Is it a surprise that innate visual responses are not flexible?
There are several examples of flexible innate behaviors in insects that can be modulated by the animals’ feeding state. For example, it was shown in parasitoid wasps that the insects’ individual feeding state controls their innate behavior (Waeckers 1994). Unfed wasps are attracted by flower odors and yellow targets that indicate food while fed wasps are attracted to host odors and are not attracted by yellow colors (Waeckers 1994). Other experiments have shown that the visual saliency can be modulated by the presence of odors. For instance, experiments in fruit flies have revealed that appetitive odors enhance the flies’ approach to visual cues (Cheng and Frye 2021). Furthermore, experiments with hawkmoths have shown that the moths’ innate color preference depends on ambient light conditions (Kuenzinger et al. 2019). These moths are crepuscular, and their color preferences are tuned to illuminance and background. This flexible behavior allows them to successfully forage under different light conditions. These examples show that insects are equipped with innate visual preferences, but in some species necessary behavioral flexibility is maintained and behaviors are tuned to foraging ecology.

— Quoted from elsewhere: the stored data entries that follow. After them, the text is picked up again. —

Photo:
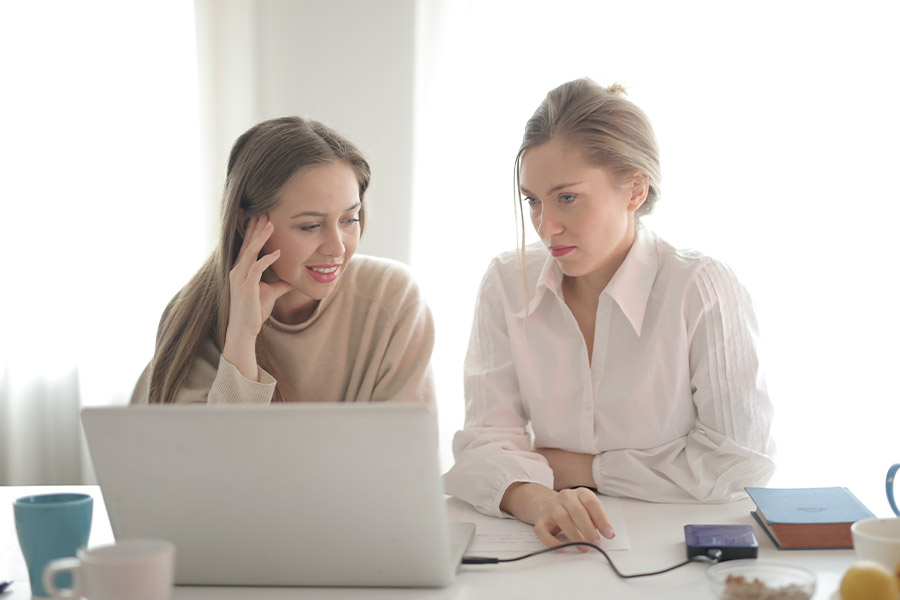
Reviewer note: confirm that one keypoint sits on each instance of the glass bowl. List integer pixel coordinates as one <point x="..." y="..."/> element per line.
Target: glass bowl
<point x="752" y="579"/>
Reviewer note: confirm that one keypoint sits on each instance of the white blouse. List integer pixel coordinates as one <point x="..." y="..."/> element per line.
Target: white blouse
<point x="673" y="405"/>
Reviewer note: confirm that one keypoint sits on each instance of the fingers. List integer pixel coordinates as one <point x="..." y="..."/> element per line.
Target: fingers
<point x="577" y="513"/>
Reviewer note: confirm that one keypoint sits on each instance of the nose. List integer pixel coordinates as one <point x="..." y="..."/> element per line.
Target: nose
<point x="333" y="244"/>
<point x="547" y="222"/>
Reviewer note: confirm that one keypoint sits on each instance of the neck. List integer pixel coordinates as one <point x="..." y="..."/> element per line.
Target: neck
<point x="591" y="285"/>
<point x="294" y="308"/>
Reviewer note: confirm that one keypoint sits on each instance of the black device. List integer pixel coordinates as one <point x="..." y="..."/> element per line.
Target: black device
<point x="734" y="541"/>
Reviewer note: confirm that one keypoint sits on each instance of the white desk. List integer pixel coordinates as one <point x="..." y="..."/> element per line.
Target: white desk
<point x="657" y="541"/>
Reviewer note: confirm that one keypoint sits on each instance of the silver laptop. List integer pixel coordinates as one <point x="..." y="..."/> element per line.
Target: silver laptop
<point x="325" y="494"/>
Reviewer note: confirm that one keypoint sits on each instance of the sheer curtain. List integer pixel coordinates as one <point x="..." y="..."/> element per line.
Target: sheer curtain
<point x="778" y="125"/>
<point x="101" y="212"/>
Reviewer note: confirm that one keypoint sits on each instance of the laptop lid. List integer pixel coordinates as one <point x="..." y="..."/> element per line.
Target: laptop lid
<point x="330" y="494"/>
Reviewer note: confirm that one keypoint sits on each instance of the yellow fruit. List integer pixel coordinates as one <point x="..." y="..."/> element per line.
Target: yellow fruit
<point x="868" y="580"/>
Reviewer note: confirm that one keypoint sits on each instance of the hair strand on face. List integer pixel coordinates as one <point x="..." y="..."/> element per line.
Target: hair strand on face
<point x="609" y="130"/>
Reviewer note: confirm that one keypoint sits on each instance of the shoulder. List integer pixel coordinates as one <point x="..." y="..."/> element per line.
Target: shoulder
<point x="696" y="275"/>
<point x="386" y="282"/>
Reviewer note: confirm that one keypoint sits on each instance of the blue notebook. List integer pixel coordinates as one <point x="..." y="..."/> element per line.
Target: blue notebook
<point x="796" y="518"/>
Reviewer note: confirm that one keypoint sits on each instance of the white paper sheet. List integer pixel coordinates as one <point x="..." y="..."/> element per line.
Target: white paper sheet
<point x="494" y="534"/>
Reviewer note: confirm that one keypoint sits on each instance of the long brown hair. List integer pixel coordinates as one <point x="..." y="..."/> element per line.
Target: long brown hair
<point x="262" y="160"/>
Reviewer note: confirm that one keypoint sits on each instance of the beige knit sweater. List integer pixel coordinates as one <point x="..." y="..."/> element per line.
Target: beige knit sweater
<point x="370" y="340"/>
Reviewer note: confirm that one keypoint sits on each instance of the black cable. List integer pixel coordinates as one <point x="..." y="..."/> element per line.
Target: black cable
<point x="712" y="556"/>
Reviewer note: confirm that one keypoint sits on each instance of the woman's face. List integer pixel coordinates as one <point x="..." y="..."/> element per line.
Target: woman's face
<point x="581" y="215"/>
<point x="316" y="227"/>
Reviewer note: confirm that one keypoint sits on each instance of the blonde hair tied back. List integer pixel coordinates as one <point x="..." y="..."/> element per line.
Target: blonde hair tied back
<point x="611" y="131"/>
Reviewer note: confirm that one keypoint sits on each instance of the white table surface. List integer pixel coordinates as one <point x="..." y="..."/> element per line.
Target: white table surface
<point x="657" y="541"/>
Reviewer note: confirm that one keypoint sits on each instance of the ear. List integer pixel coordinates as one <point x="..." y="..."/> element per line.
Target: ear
<point x="637" y="190"/>
<point x="242" y="221"/>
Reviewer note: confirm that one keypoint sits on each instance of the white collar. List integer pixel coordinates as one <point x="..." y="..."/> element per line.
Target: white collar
<point x="629" y="288"/>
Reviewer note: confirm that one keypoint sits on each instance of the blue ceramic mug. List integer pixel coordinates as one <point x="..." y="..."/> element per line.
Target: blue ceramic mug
<point x="51" y="526"/>
<point x="889" y="485"/>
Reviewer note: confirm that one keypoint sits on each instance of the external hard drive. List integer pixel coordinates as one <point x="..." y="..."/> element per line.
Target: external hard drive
<point x="735" y="541"/>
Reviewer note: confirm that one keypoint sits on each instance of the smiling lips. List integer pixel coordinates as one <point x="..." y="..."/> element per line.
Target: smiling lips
<point x="558" y="251"/>
<point x="323" y="273"/>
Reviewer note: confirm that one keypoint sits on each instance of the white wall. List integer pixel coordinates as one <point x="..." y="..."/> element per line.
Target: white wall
<point x="347" y="63"/>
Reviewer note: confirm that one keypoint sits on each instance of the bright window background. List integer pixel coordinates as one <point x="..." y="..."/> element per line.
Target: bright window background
<point x="778" y="124"/>
<point x="101" y="211"/>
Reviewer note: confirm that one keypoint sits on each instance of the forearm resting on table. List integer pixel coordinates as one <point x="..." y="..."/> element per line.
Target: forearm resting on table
<point x="570" y="469"/>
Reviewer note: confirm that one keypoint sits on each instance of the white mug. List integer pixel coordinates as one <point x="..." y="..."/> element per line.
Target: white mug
<point x="133" y="569"/>
<point x="878" y="540"/>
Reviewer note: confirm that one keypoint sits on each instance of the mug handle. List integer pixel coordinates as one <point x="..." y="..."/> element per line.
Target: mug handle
<point x="889" y="487"/>
<point x="61" y="565"/>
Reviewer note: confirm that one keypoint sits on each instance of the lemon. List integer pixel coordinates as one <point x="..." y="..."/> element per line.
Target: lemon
<point x="868" y="580"/>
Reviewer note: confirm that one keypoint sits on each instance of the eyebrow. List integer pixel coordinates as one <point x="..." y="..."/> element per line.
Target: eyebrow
<point x="310" y="213"/>
<point x="555" y="188"/>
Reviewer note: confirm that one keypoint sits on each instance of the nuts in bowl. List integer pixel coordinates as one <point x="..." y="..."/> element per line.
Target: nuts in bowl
<point x="760" y="580"/>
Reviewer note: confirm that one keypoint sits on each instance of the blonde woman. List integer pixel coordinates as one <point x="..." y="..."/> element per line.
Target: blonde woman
<point x="284" y="310"/>
<point x="602" y="358"/>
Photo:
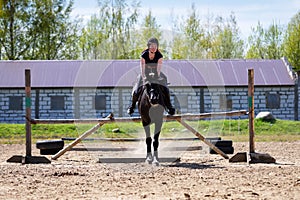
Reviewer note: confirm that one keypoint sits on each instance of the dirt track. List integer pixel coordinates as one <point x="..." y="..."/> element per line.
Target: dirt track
<point x="77" y="175"/>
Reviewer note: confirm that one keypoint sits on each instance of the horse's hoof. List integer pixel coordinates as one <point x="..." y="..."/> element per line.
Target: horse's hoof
<point x="149" y="159"/>
<point x="155" y="163"/>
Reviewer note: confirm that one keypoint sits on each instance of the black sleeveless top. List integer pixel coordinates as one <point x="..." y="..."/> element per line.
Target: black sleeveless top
<point x="151" y="65"/>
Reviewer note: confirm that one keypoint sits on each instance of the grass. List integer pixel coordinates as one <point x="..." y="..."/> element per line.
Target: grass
<point x="237" y="130"/>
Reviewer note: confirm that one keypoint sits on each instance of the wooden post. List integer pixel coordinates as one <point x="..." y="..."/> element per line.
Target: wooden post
<point x="28" y="111"/>
<point x="251" y="109"/>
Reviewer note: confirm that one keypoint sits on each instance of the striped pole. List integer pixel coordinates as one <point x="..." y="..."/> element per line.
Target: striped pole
<point x="28" y="111"/>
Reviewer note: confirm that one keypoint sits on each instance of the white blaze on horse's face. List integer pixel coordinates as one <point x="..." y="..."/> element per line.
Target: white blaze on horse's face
<point x="153" y="47"/>
<point x="154" y="97"/>
<point x="151" y="75"/>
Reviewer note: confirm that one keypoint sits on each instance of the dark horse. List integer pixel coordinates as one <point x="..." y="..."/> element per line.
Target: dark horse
<point x="151" y="109"/>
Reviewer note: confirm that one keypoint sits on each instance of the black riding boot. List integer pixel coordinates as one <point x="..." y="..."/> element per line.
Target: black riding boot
<point x="169" y="106"/>
<point x="131" y="108"/>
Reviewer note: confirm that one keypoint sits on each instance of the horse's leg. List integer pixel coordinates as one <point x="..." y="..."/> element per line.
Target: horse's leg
<point x="158" y="126"/>
<point x="148" y="143"/>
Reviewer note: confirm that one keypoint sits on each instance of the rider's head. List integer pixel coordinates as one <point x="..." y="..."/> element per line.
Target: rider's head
<point x="152" y="44"/>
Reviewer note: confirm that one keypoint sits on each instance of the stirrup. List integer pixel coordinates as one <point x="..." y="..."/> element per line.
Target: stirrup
<point x="130" y="110"/>
<point x="171" y="111"/>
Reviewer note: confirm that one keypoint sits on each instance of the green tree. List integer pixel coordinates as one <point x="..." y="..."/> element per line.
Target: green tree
<point x="274" y="42"/>
<point x="226" y="40"/>
<point x="121" y="19"/>
<point x="189" y="44"/>
<point x="38" y="29"/>
<point x="292" y="42"/>
<point x="94" y="34"/>
<point x="14" y="28"/>
<point x="54" y="35"/>
<point x="256" y="43"/>
<point x="148" y="28"/>
<point x="265" y="43"/>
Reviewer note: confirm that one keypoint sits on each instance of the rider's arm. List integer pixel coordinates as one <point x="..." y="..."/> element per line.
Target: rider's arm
<point x="143" y="66"/>
<point x="159" y="66"/>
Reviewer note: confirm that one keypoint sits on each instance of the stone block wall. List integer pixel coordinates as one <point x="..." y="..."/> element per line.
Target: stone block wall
<point x="80" y="102"/>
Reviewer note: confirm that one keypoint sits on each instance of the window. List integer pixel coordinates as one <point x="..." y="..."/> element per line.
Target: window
<point x="16" y="103"/>
<point x="272" y="101"/>
<point x="182" y="102"/>
<point x="225" y="102"/>
<point x="100" y="102"/>
<point x="57" y="103"/>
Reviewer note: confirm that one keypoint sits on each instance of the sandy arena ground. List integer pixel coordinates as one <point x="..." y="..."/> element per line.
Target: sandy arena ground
<point x="77" y="175"/>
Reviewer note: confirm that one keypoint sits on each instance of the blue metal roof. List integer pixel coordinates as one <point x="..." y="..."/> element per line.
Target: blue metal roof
<point x="122" y="73"/>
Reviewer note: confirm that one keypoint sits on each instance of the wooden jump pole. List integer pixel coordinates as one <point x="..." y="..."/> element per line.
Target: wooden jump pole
<point x="110" y="119"/>
<point x="138" y="119"/>
<point x="196" y="133"/>
<point x="28" y="110"/>
<point x="251" y="109"/>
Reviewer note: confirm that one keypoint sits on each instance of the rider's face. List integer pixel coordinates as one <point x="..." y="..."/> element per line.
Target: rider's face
<point x="153" y="47"/>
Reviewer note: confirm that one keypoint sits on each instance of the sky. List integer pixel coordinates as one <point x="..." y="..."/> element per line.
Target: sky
<point x="247" y="12"/>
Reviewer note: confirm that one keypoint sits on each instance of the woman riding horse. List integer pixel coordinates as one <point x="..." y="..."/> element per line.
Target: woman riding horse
<point x="151" y="61"/>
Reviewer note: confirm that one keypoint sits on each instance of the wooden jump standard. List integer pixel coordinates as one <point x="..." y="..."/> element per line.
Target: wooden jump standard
<point x="111" y="119"/>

Given that there are many examples of flexibility, there is the question as to why wood ants do not show any flexibility in their innate visual orientation to conspicuous objects. One reason could be that ant foragers rely on their multimodal navigation toolkit which overcomes potential problems with an inflexible innate visual reflex. Fed foragers will have path integration information and learnt odor cues and visual information (Buehlmann et al. 2020b) as they attempt to return to their nest and these sources of orientation information may be more than enough to overcome innate visual attractions (Buehlmann et al. 2020c; Harris et al. 2007; Schwarz and Cheng 2010) that may otherwise disrupt a homeward journey.
Innate visual attraction in the insect brain
Recent research on the central complex (CX), a brain area located at the midline of the insect brain, revealed its importance in navigational tasks (Fisher 2022). Work on ring neurons in the central complex of the fruit fly showed that many of these neurons preferentially respond to vertically oriented objects (Seelig and Jayaraman 2013) and computational simulations further revealed that the sparse encoding in a population of these visually responsive ring neurons is sufficient to explain the innate behavior observed in flies (Dewar et al. 2017; Wystrach et al. 2014). More specifically, the activity of these neurons was highest when the agent was facing a narrow vertical bar or an inner edge of a wide vertical bar. Furthermore, when exposed to natural scenes, these cells preferentially respond when facing large high contrast objects such as trees (Dewar et al. 2017; Wystrach et al. 2014). Finally, as previously mentioned, innate visual responses are intrinsic visuomotor responses that act as a scaffold by structuring paths and thus facilitate the learning of sensory cues that are necessary for navigation along a route (Graham et al. 2003). During this learning, innate behaviors are over-ridden but not changed, hence, the insect keeps the innate responses as a backup (Goulard et al. 2021). It thus makes sense that the ants’ motivational state controls visual memory along a learnt route (Harris et al. 2005; Wehner et al. 2006), but that there is no flexibility in intrinsic visuomotor responses (Fig. 1).